Market Close: Munis Lower Even With Risk-Off Rally

The tax-exempt market ended on a softer note Wednesday as the primary market had a rare quiet session.

Many of the week’s largest deals priced earlier in the week. Munis remained steady even as the Treasury market strengthened following a worse-than-expected payroll growth  report.

“It’s a dead market,” a New York trader said. “I’ve heard the words 'dead’ and 'stale’ to describe today’s market. The market might be waiting for Friday’s employment number and there’s not much activity to speak of.”

Ahead of Friday’s non-farms payroll report from the Bureau of Labor Statistice, private payroll growth as reported by  ADP was up 135,000 in May from the revised 113,000 in April. Growth fell short of the 171,000 expected by economists.

“We will see how the official May figures fare on Friday morning but in the meantime, signs are pointing to a soft figure,” said Jennifer Lee, senior economist at BMO Capital Markets. “This morning’s ADP was very disappointing. These results are sending up flares warning of downside risk to May’s nonfarm payrolls, even to our already below-consensus 150,000 call for jobs.”

Still, munis didn’t follow the risk-off trade and headed lower. One trader focused on the high-yield market said he’s seen bonds as much as five to 10 points off. “It’s a liquidity thing and capital flows are all over the place,” the Rhode Island trader said. “When people open up their statements this week it will show the values of mutual funds and individual bond holdings, and they are going to be surprised because for an awfully long time the number went up and here’s a chance to see a reverse.”

Anything with yield attached has sold off hard, he said.

In one of the last major deals to price in the primary this week, Citi sold $267.1 million of Portsmouth, Va., general obligation taxable and tax-exempt refunding bonds, rated double-A by the rating agencies.

Bonds in the first series, $209.5 million of taxable GOs, were priced at par to yield from 0.45% in 2014 to 4.541% in 2037. Spreads ranged from 37 basis points to 180 basis points above the comparable Treasury yield.

Yields on the second series, $57.6 million of tax-exempt GO public improvement and refunding bonds, ranged from 0.25% with a 2% coupon in 2014 to 3.42% with a 5% coupon in 2035. The bonds are callable at par in 2023.

In the competitive market, Bank of America Merrill Lynch won the bid for $200 million of Kern County, Calif., tax and revenue anticipation notes, rated SP-1-plus by Standard & Poor’s. The notes yielded 0.18% with a 1.25% coupon in 2014.

In the secondary market, trades compiled by data provider Markit showed mostly weakening.

Yields on Los Angeles Department of Water and Power 5s of 2026 and University of Alabama 4s of 2043 rose three basis points each to 2.91% and 4.19%, respectively.

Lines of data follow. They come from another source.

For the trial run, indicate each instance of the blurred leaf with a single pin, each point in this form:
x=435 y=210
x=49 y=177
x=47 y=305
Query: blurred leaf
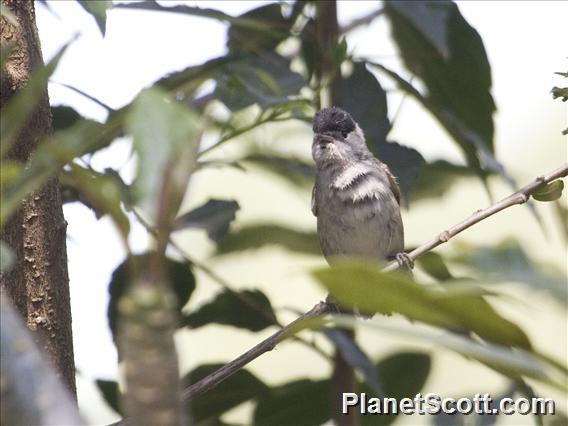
x=450 y=74
x=49 y=157
x=355 y=357
x=271 y=30
x=295 y=170
x=259 y=235
x=248 y=309
x=111 y=393
x=305 y=401
x=549 y=192
x=402 y=375
x=507 y=261
x=362 y=95
x=21 y=105
x=215 y=217
x=98 y=10
x=405 y=163
x=436 y=179
x=179 y=275
x=233 y=391
x=188 y=80
x=64 y=116
x=166 y=140
x=507 y=361
x=430 y=19
x=6 y=257
x=265 y=80
x=433 y=264
x=373 y=291
x=101 y=191
x=560 y=92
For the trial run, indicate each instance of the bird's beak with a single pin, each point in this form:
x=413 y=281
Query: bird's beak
x=323 y=138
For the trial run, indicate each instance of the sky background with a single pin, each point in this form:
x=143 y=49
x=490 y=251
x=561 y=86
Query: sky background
x=526 y=44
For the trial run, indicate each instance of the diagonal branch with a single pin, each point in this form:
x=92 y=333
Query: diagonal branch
x=322 y=308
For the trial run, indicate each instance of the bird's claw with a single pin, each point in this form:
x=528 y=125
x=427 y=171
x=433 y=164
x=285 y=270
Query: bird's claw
x=403 y=259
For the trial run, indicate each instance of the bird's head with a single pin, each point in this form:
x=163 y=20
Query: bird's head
x=337 y=138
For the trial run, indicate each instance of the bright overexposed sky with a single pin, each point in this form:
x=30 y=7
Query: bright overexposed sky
x=525 y=42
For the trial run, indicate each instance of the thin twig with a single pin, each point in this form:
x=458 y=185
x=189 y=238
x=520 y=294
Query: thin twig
x=519 y=197
x=322 y=308
x=266 y=345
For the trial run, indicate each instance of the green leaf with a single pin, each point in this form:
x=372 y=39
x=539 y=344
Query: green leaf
x=433 y=264
x=233 y=391
x=402 y=375
x=166 y=137
x=103 y=192
x=98 y=10
x=560 y=92
x=437 y=177
x=264 y=80
x=450 y=74
x=259 y=235
x=271 y=30
x=362 y=95
x=305 y=401
x=22 y=105
x=354 y=355
x=364 y=98
x=6 y=257
x=111 y=393
x=507 y=261
x=179 y=275
x=366 y=287
x=215 y=217
x=64 y=116
x=50 y=156
x=248 y=309
x=549 y=192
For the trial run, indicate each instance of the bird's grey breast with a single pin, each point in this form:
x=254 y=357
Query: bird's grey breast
x=357 y=212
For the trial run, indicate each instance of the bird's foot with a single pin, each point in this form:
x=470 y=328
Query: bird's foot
x=403 y=259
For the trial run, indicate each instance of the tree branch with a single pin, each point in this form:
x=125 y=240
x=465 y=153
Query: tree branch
x=519 y=197
x=322 y=308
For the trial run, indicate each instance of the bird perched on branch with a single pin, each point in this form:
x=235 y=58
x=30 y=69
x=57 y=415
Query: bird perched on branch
x=356 y=199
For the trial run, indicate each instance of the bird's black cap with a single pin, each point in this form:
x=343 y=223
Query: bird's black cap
x=332 y=120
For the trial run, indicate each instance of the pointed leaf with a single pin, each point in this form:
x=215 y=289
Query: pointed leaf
x=215 y=217
x=166 y=140
x=179 y=275
x=248 y=309
x=307 y=402
x=101 y=191
x=549 y=192
x=266 y=80
x=98 y=10
x=451 y=74
x=402 y=375
x=372 y=291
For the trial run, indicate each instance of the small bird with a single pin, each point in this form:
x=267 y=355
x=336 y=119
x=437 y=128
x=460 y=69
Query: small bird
x=356 y=199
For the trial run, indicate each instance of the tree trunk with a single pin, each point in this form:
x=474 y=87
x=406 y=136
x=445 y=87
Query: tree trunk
x=38 y=282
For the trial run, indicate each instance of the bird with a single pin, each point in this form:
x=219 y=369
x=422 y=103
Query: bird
x=355 y=198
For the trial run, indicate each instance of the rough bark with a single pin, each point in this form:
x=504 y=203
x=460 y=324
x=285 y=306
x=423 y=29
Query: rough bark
x=38 y=282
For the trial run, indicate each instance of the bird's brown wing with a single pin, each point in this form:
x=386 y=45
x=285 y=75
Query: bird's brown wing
x=392 y=179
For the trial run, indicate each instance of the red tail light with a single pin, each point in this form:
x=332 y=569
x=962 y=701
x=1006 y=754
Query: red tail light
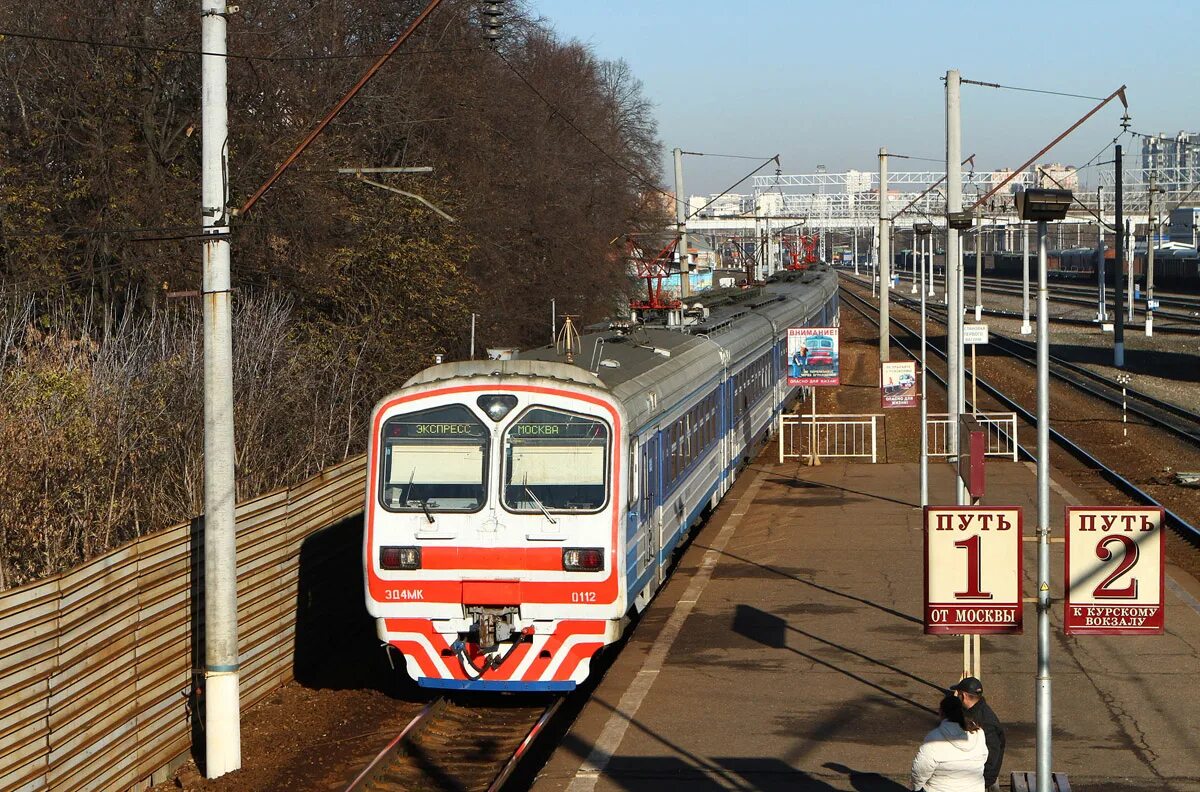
x=582 y=559
x=400 y=557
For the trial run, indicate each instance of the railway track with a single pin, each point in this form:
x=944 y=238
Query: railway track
x=909 y=340
x=457 y=747
x=1186 y=322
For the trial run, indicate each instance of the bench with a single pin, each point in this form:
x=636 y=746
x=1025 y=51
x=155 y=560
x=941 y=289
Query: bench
x=1027 y=781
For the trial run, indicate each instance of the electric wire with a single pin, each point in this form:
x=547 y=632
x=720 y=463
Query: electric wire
x=724 y=192
x=583 y=135
x=184 y=51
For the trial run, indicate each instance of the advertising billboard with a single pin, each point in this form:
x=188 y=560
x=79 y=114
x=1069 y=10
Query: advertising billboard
x=898 y=384
x=972 y=570
x=813 y=357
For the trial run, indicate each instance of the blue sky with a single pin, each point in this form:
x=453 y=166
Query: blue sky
x=828 y=83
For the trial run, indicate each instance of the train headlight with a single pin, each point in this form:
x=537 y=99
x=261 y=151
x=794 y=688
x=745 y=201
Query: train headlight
x=400 y=557
x=497 y=406
x=583 y=559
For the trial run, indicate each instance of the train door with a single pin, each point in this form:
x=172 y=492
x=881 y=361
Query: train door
x=648 y=535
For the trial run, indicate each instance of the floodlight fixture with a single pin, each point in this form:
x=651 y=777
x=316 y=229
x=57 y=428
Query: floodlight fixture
x=1043 y=204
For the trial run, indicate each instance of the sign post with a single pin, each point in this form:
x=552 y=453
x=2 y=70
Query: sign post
x=813 y=360
x=1114 y=571
x=972 y=335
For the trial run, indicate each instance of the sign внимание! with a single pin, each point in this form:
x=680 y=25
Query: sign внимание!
x=898 y=383
x=813 y=357
x=972 y=570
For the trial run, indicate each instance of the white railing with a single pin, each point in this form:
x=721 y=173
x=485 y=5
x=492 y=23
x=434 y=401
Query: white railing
x=832 y=436
x=1001 y=429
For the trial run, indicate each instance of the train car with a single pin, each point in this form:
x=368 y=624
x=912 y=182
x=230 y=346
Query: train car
x=519 y=511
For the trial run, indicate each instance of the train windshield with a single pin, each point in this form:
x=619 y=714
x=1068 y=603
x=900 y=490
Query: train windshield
x=556 y=461
x=435 y=460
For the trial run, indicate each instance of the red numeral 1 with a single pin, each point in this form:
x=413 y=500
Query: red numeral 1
x=975 y=567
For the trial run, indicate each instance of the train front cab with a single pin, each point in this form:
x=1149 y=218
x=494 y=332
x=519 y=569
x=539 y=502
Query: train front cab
x=492 y=541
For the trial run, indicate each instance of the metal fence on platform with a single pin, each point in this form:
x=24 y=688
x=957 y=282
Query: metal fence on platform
x=831 y=436
x=1001 y=429
x=96 y=664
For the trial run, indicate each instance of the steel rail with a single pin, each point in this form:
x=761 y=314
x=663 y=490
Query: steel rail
x=385 y=771
x=526 y=744
x=379 y=762
x=1182 y=526
x=1163 y=414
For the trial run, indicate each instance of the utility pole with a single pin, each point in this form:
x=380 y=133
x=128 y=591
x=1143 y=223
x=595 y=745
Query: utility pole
x=220 y=691
x=1151 y=240
x=885 y=259
x=1025 y=281
x=953 y=274
x=1042 y=707
x=1119 y=282
x=682 y=228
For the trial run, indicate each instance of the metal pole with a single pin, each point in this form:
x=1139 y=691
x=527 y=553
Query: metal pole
x=953 y=269
x=1025 y=281
x=978 y=267
x=1102 y=313
x=221 y=687
x=1128 y=265
x=1151 y=240
x=1043 y=677
x=1119 y=262
x=682 y=228
x=885 y=259
x=855 y=231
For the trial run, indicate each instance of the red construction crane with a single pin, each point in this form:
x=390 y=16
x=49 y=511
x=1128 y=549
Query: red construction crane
x=653 y=271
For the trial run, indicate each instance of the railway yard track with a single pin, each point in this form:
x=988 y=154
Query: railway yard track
x=457 y=747
x=1087 y=429
x=1182 y=317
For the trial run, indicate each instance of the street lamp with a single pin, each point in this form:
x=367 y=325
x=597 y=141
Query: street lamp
x=1042 y=207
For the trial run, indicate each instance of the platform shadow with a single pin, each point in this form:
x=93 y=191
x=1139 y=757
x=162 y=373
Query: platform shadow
x=867 y=781
x=336 y=646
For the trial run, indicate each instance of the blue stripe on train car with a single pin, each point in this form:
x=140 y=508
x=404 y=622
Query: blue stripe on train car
x=495 y=685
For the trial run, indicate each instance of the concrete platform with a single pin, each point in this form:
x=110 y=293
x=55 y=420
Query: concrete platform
x=787 y=653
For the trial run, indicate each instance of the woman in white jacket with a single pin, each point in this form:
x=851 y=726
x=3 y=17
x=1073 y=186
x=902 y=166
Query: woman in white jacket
x=953 y=755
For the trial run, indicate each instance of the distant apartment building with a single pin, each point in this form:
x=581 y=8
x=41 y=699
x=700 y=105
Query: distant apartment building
x=858 y=181
x=727 y=205
x=1173 y=161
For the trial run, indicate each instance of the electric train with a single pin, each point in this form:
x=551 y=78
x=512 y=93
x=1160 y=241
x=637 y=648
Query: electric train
x=519 y=511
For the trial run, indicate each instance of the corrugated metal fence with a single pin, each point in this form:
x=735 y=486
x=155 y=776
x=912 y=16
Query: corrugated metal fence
x=96 y=664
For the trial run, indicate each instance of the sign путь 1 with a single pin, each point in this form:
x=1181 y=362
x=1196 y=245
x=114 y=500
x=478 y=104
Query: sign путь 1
x=1114 y=571
x=972 y=570
x=898 y=383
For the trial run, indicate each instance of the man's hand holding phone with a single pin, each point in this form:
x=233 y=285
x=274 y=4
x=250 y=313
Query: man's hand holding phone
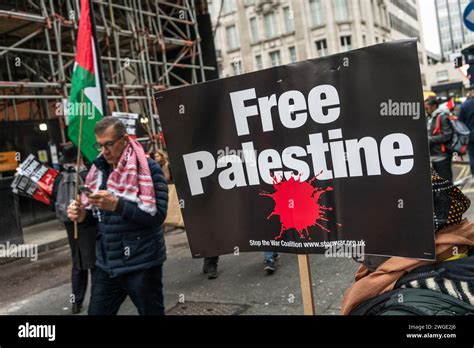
x=76 y=211
x=103 y=200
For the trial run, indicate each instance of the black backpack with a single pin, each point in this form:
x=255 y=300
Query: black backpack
x=461 y=134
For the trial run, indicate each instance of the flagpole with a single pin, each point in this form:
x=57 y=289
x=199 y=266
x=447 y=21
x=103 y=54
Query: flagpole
x=79 y=144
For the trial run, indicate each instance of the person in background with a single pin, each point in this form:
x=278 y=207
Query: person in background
x=162 y=158
x=466 y=115
x=82 y=248
x=441 y=287
x=440 y=134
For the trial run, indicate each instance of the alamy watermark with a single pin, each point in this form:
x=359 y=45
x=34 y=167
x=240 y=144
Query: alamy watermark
x=19 y=251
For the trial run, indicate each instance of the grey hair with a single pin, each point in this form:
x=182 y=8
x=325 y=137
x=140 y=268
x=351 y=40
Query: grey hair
x=109 y=121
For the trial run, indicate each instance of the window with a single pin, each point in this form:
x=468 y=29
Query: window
x=270 y=25
x=362 y=10
x=288 y=16
x=236 y=67
x=406 y=7
x=228 y=6
x=232 y=38
x=258 y=62
x=275 y=58
x=254 y=29
x=404 y=28
x=442 y=76
x=292 y=54
x=321 y=48
x=317 y=13
x=346 y=43
x=341 y=9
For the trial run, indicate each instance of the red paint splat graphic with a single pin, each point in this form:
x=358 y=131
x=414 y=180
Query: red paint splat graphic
x=297 y=205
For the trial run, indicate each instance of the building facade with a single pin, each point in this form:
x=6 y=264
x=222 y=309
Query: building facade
x=257 y=34
x=453 y=35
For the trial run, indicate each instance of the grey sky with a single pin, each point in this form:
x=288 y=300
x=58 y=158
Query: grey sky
x=430 y=27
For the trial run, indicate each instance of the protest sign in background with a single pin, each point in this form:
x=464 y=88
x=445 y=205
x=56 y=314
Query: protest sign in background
x=353 y=127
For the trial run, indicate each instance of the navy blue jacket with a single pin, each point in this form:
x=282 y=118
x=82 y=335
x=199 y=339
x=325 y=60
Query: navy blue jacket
x=466 y=115
x=130 y=239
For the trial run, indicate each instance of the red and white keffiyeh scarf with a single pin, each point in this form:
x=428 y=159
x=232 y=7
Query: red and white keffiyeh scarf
x=131 y=179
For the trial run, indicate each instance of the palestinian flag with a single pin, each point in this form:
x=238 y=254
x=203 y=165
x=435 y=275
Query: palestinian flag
x=87 y=89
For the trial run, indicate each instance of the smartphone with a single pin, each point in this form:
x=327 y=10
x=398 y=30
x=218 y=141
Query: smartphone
x=85 y=189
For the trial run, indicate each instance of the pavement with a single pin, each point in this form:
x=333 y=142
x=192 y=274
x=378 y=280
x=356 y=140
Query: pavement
x=42 y=287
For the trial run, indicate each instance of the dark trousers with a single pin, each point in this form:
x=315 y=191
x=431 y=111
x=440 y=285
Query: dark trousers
x=79 y=284
x=443 y=168
x=470 y=150
x=144 y=287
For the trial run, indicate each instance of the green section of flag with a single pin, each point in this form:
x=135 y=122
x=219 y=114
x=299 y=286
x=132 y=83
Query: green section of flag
x=90 y=114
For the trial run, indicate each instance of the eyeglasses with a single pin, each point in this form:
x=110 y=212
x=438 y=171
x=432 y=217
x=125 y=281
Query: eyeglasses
x=108 y=145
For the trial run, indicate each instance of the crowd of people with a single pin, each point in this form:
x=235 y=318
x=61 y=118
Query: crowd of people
x=123 y=204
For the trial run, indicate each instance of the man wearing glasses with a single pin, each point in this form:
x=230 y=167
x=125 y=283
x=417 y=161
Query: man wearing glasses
x=130 y=196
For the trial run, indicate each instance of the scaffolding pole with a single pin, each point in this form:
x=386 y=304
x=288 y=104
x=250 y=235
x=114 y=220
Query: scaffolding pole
x=145 y=46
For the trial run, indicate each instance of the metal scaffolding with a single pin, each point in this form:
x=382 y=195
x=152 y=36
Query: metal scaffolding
x=145 y=46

Yields on California’s Golden State Tobacco Securitization Corp. 5.125s of 2047 and Connecticut 5s of 2032 increased two basis points each to 6.25% and 3.20%, respectively.

Yields on New York 5s of 2019 and Miami-Dade County, Fla., 4s of 2037 rose two basis points each to 1.26% and 4.18%, respectively.

Wednesday, yields on the Municipal Market Data scale ended as much as three basis points weaker. The 10-year yield rose two basis points to 2.12%. The 30-year yield was flat at 3.29% for the second session and the two-year was steady at 0.30% for the third session.

Yields on the Municipal Market Advisors 5% scale ended as much as two basis points higher. The 10-year yield rose two basis points to 2.18% and the 30-year yield increased one basis point to 3.40%. The two-year finished steady at 0.36% for the sixth session.

Treasuries ended stronger on risk-off trade. The benchmark 10-year yield slid four basis points to 2.10% and the 30-year yield dropped five basis points to 3.25%. The two-year was steady at 0.30%.

In other news, economic activity grew “at a modest to moderate pace” across the nation, according to the Fed’s Beige Book released Wednesday afternoon. The Dallas Federal Reserve District “reported strong economic growth.”

Manufacturing expanded with in the Boston, Cleveland, Atlanta, Chicago, St. Louis, Minneapolis, Kansas City, Dallas, and San Francisco districts all reporting improved activity. Contacts in the New York District call activity “steady,” while Philadelphia “manufacturers reported that orders and shipments have fallen somewhat, and in the Richmond District, manufacturing activity softened since the previous report, although there were scattered reports of improvement,” according to the report.

“The Fed’s Beige Book wasn’t too downbeat, but it wasn’t too upbeat either,” BMO’s Lee said. “I wouldn’t say it was just right, but all in, it points to generally modest growth in the second quarter.”